Josh, Lilli, Kaia and Cora, four legged furry pals from a certified therapy dog volunteer organization, dropped in to see the team at the U.S. Army Corps of Engineers Hawai‘i Wildfire Recovery Field Office in Kiehi, Hawai‘i, Oct. 24.
Each year, USACE deploys hundreds of trained personnel and resources across the United States and its territories to respond to emergencies and aid in disaster response and recovery.
USACE emergency responders often work 12-hour days, seven days a week for months at a time, in high-stress, pressure-filled environments; and at times may have to navigate difficult situations. As a result, deployments can be emotionally challenging and isolating for some.
To help employees overcome some of the challenges associated with disaster events, USACE deploys the Critical Incident Stress Management program. CISM is a peer-driven stress management program that combines pre-crisis preparation, stress education and post-event response to help people recover more quickly from abnormally stressful job-related incidents.
Bringing in therapy dogs is a new stress-relieving method that CISM has recently incorporated, when available. These furry friends have been widely used within the healthcare industry and within some branches of the armed forces for years but are a new addition to USACE.
According to the Journal of Mental Health, interaction with therapy dogs releases endorphins, reduces stress and anxiety, and lowers blood pressure.
“Some people are not comfortable communicating their feelings so petting a dog helps them relax,” said Angela Stone, a USACE critical incident stress management peer supporter from the Little Rock District. “The dogs have a calming effect and act as a stress reliever.”
“Even though some people may not feel comfortable coming to talk to us initially, the dogs help to open the door for conversation,” added Jeff Nelson, CISM peer supporter from the Rock Island District.

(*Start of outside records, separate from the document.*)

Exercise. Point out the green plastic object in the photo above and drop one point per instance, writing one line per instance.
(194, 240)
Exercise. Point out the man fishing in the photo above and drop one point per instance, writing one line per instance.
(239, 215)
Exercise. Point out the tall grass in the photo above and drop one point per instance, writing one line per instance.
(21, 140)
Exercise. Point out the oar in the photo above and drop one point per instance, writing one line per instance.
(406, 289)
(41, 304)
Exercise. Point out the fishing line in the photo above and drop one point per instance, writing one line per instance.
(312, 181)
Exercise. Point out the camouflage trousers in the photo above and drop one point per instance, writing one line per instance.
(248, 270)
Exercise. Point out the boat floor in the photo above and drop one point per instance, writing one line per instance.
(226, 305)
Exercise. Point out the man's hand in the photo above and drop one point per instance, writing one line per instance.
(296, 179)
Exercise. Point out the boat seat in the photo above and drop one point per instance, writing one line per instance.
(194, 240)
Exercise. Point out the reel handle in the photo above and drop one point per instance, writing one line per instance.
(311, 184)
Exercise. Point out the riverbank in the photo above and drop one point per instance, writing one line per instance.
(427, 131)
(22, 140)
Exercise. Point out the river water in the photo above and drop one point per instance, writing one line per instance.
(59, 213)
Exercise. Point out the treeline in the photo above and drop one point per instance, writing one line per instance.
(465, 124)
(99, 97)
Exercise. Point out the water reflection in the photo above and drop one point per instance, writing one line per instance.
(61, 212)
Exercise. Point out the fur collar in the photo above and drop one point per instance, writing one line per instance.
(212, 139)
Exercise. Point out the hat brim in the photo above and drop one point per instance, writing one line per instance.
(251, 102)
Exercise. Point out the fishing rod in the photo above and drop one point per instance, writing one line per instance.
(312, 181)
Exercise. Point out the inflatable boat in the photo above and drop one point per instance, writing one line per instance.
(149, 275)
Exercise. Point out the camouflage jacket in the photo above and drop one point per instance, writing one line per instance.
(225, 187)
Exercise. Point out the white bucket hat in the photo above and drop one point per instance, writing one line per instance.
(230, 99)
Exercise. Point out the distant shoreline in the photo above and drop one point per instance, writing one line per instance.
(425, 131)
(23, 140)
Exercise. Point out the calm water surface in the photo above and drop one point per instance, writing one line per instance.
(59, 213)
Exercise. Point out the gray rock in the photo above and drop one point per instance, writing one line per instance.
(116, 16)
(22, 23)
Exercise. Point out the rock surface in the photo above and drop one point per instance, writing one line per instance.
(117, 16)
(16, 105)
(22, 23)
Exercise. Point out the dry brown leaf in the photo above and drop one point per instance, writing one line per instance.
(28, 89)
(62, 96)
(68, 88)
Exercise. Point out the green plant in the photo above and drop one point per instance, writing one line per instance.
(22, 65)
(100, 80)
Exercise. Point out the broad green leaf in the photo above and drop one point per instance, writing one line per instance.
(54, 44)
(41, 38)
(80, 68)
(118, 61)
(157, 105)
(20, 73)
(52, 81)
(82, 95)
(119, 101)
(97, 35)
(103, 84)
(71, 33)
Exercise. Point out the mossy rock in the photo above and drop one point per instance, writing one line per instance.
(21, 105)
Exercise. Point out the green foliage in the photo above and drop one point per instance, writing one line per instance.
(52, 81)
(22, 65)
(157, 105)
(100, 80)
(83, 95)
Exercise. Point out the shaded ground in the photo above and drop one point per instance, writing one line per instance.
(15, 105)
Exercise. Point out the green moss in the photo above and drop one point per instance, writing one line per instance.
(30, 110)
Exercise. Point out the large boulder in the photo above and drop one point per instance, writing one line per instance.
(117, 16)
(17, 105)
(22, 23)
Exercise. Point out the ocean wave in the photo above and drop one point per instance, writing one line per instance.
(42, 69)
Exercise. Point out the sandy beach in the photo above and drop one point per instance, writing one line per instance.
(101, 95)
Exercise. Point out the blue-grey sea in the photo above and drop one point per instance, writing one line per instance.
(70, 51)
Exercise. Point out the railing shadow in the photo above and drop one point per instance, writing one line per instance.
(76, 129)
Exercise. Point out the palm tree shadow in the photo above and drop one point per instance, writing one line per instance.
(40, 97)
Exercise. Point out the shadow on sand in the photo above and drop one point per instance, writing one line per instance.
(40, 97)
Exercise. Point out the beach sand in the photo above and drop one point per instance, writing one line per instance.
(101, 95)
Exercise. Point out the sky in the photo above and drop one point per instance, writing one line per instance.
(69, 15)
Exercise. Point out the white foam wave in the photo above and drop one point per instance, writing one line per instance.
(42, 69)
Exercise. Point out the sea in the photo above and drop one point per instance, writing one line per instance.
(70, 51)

USACE does not have its own therapy dogs, so CISM relies on the help of local volunteer organizations to assist, and two local Maui organizations answered the call.
Employees took small breaks throughout the morning to play, pet, or just sit with the dogs. Amy Murphy, a USACE geographer deployed to the RFO said having the dogs here brought joy, happiness, and a piece of home into the RFO.

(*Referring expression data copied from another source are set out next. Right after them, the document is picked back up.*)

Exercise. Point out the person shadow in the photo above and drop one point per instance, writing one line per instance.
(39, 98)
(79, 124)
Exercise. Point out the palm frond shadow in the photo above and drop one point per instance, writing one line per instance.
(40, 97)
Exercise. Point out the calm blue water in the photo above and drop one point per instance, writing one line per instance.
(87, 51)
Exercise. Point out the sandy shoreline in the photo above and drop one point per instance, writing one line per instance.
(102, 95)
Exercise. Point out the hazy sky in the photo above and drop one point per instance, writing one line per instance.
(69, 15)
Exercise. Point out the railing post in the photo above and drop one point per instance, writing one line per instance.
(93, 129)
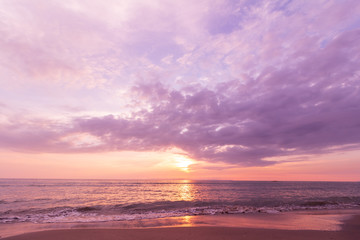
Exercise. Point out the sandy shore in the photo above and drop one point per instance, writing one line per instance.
(349, 231)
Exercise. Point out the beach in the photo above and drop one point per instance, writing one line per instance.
(349, 230)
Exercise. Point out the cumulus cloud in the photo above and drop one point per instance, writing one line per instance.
(269, 79)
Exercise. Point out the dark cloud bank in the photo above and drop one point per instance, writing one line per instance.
(309, 107)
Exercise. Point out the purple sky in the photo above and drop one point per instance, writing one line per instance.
(242, 83)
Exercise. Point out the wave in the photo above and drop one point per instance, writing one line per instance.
(104, 213)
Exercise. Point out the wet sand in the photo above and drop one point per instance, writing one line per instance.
(350, 230)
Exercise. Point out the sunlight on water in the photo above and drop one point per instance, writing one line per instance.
(186, 192)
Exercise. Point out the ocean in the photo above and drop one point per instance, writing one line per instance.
(80, 201)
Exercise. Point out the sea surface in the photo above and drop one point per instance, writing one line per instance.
(80, 201)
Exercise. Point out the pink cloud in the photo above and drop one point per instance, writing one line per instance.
(268, 80)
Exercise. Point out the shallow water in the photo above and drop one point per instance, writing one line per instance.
(77, 201)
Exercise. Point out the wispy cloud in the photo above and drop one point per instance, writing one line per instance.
(225, 82)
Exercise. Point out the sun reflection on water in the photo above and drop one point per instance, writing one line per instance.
(186, 192)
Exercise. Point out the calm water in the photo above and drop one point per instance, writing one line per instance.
(46, 201)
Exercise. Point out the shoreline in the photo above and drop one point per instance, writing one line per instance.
(335, 224)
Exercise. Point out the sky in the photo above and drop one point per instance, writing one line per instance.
(208, 89)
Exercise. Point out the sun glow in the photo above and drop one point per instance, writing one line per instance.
(183, 162)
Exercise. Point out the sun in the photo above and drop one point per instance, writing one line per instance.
(183, 162)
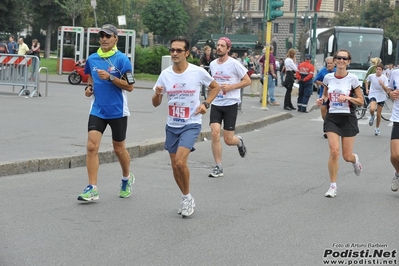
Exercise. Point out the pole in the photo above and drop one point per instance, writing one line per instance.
(314, 38)
(222, 22)
(266, 68)
(264, 21)
(295, 17)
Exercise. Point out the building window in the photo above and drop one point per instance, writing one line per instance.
(291, 28)
(261, 5)
(339, 5)
(247, 5)
(275, 28)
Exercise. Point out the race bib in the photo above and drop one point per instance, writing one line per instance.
(179, 109)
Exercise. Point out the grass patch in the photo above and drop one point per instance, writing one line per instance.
(51, 65)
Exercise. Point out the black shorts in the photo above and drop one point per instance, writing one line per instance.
(226, 113)
(344, 125)
(118, 126)
(395, 131)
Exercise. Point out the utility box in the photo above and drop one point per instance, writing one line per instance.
(166, 62)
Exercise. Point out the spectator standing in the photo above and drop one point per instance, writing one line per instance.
(23, 49)
(35, 51)
(291, 69)
(330, 68)
(110, 78)
(182, 83)
(12, 45)
(3, 47)
(378, 84)
(272, 76)
(304, 76)
(282, 71)
(342, 91)
(232, 77)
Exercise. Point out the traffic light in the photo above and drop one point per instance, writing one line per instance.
(274, 11)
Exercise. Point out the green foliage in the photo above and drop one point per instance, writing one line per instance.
(166, 18)
(149, 60)
(194, 61)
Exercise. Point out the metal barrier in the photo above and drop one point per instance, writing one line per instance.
(21, 70)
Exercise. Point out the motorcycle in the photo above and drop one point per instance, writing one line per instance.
(78, 75)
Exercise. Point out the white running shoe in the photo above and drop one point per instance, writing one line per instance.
(187, 207)
(371, 121)
(357, 166)
(395, 184)
(217, 172)
(331, 193)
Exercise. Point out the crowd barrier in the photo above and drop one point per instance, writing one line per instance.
(20, 70)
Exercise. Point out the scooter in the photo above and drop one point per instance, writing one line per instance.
(78, 75)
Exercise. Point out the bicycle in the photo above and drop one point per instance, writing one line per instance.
(361, 110)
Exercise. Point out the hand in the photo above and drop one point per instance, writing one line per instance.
(319, 101)
(394, 95)
(102, 74)
(342, 98)
(159, 90)
(89, 91)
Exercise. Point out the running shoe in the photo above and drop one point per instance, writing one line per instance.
(395, 183)
(331, 193)
(242, 150)
(187, 207)
(126, 187)
(217, 172)
(357, 166)
(371, 121)
(89, 194)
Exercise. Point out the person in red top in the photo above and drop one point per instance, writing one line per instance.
(304, 76)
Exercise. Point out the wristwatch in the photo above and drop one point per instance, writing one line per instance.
(207, 105)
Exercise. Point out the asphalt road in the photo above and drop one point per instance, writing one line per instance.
(268, 209)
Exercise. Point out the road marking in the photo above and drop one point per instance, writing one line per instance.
(363, 121)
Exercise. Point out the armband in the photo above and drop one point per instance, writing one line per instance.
(129, 78)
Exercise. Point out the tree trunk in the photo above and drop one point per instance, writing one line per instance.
(48, 39)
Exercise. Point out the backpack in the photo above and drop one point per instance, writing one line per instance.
(3, 48)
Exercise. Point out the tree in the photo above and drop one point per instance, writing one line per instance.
(221, 12)
(73, 8)
(11, 20)
(172, 21)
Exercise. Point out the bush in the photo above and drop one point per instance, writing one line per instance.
(149, 60)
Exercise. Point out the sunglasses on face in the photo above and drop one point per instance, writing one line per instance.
(342, 57)
(102, 35)
(179, 51)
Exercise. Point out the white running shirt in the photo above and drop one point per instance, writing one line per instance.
(393, 83)
(230, 72)
(183, 92)
(337, 87)
(376, 90)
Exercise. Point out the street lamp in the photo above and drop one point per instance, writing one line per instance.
(94, 5)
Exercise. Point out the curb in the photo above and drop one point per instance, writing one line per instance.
(143, 149)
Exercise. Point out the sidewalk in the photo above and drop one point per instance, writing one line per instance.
(46, 133)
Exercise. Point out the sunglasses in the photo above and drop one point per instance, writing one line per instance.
(102, 35)
(342, 57)
(179, 51)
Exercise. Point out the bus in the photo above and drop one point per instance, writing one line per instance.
(362, 43)
(306, 47)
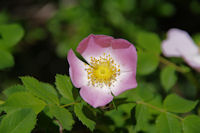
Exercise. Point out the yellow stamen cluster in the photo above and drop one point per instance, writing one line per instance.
(102, 71)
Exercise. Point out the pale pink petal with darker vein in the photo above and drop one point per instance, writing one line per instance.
(125, 54)
(77, 70)
(126, 81)
(178, 43)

“Most people love animals. They miss their pets, so this gives them a little bit of normalcy,” said Stone.
The CISM team is comprised of USACE employees who volunteer to help their fellow teammates. Armed with specialized training, peer supporters are equipped to assist deployed personnel with managing stressful situations.
The program offers resilience and stress education, one-on-one confidential support, emergency mobilization, employee assistance program referral, and personal resiliency training.